Anyway, what seems to work better is to lie to myself and say, “I am completely normal. I am the most normal person on Earth. I don’t have OCD or any of that crap. There’s nothing even 1% weird about me.” Now that’s not true, but so what? It’s a nice little lie and when I go out into society thinking I’m as normal as a human being gets, I tend to act a lot better and get a lot fewer OCD symptoms. In other words, the OCD sort of goes away. And there’s no harm in telling yourself while lies anyway. If you go out into the world thinking you’re a little bit nuts, guess what? You tend to act sort of nuts. If you go out into the world thinking you are completely normal, guess what? You act a whole lot better and more normal. Behavior is often a self fulfilling prophesy.
So I am worried that this trend of identifying with your mental illness as some sort of badge. It is going to lock people into their illnesses and symptoms to the point where they start displaying symptoms just to show how special of a snowflake they really are. I’m gender nonbinary, so I’m going to act weird and genderqueer so people can’t figure out if I’m a man or a woman and this will show my specialness. I’m depressed, narcissistic and histrionic, so I am going to act out all these symptoms as a display of identity in order to show more of my special unique snowflakyness.
There is also a hypchondriacal attitude here. Just a lot of folks love to revel in their often imaginary physical illnesses, there are quite a few mentally ill people who really get into having a mental disorders. Quite a few Borderlines adopt the borderline label tot he point where they are wearing it like a badge. Unfortunately, they don’t act any better. They just as crazy as ever if not worse because now with this badge on, they have a reason and a right to act crazy. They’re ratifying and legitimizing their pathology. A lot so-called Multiple Personality Disorders nowadays also seem to be fabricated. These are often women with a Borderline diagnosis.

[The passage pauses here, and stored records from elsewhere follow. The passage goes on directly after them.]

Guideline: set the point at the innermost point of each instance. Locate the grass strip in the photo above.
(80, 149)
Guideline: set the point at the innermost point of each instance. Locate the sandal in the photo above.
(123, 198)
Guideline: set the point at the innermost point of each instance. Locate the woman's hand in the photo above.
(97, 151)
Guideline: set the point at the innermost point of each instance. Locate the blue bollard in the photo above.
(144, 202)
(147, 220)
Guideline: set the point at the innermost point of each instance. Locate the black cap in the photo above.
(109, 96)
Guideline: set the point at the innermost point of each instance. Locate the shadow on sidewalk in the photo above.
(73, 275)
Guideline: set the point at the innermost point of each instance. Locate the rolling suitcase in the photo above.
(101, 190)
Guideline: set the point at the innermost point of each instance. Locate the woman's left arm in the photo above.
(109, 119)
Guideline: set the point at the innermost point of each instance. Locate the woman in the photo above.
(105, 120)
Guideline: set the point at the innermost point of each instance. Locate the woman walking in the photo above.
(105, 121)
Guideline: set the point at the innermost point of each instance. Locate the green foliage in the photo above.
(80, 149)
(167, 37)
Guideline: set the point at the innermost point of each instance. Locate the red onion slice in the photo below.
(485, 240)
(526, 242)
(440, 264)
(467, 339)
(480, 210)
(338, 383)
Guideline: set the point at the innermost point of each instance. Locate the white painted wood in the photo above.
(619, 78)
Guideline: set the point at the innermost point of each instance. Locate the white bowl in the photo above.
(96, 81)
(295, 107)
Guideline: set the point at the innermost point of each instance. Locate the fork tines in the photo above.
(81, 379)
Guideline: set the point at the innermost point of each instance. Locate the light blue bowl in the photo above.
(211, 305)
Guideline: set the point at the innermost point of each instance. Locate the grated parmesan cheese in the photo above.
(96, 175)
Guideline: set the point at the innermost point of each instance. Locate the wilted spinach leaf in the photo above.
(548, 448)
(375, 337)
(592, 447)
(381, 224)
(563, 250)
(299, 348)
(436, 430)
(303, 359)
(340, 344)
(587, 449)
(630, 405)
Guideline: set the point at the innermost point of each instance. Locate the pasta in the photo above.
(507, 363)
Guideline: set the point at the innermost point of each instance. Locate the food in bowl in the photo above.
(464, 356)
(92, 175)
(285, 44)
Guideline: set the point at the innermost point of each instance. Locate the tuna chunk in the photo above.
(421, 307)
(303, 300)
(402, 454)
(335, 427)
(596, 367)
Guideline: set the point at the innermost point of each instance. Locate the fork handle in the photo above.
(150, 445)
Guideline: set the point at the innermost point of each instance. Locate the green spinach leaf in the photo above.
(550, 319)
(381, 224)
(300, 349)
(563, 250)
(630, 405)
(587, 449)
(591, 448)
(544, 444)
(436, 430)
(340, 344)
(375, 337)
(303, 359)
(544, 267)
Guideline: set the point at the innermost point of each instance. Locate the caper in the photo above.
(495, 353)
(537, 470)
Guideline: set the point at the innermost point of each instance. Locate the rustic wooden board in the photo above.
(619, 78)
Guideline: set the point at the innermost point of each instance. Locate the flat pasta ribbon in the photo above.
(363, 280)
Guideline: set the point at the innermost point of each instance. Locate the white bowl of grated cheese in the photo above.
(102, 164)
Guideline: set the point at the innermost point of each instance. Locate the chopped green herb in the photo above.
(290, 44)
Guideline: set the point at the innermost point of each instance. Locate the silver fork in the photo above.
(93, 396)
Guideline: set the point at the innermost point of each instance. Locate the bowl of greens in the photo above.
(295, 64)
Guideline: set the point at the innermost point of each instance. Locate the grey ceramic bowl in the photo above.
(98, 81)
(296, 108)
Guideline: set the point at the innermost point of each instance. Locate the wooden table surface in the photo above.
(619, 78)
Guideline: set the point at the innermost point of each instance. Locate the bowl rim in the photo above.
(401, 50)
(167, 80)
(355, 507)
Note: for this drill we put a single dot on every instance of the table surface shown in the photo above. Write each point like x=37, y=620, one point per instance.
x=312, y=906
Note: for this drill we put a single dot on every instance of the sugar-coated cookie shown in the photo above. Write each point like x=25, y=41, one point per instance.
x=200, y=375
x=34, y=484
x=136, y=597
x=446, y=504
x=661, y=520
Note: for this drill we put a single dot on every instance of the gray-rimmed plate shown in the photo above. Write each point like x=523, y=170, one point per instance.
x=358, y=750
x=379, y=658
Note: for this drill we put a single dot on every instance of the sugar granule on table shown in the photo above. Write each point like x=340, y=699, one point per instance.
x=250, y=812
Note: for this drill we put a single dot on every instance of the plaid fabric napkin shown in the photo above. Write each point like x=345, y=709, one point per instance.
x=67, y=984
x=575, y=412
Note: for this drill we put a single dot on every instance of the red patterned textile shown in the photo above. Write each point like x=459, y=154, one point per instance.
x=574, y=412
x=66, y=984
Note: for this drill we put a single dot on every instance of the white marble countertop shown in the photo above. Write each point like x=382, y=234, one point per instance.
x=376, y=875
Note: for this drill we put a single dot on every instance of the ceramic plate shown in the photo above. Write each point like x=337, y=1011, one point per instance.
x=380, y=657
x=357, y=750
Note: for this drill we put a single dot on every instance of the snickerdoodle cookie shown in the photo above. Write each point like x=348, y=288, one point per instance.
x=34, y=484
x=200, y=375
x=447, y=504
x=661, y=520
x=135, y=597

They get used to be nonfunctional, disabled and going to therapy and group meetings all the time. They go to meetings and go on and on about their “alters” and whatnot. A lot of them are probably just making up a lot of these fake multiple personalities for some reason. They will go into a child alter and suddenly start acting like a child, no matter where they are. I know a woman who used to carry around a coloring book and crayons in case her child alter came out. The child alter would come out when she was out to eat with others, whereupon she would whip out the book and start coloring in front of everyone while talking like a little girl.
This is part of the problem with identifying too strongly in “I’m crazy” as one of your identities. You wallow in your disorder and allow the disorder to become your identity. It is as if you walk around with a badge saying mentally ill on it. What I have noticed is that people who do this do not seem to get better. They get worse or at least stay the same. Wallowing in your disorder and making it part of your identity is not a way to reduce symptoms. If anything, it probably makes them worse or at least more chronic.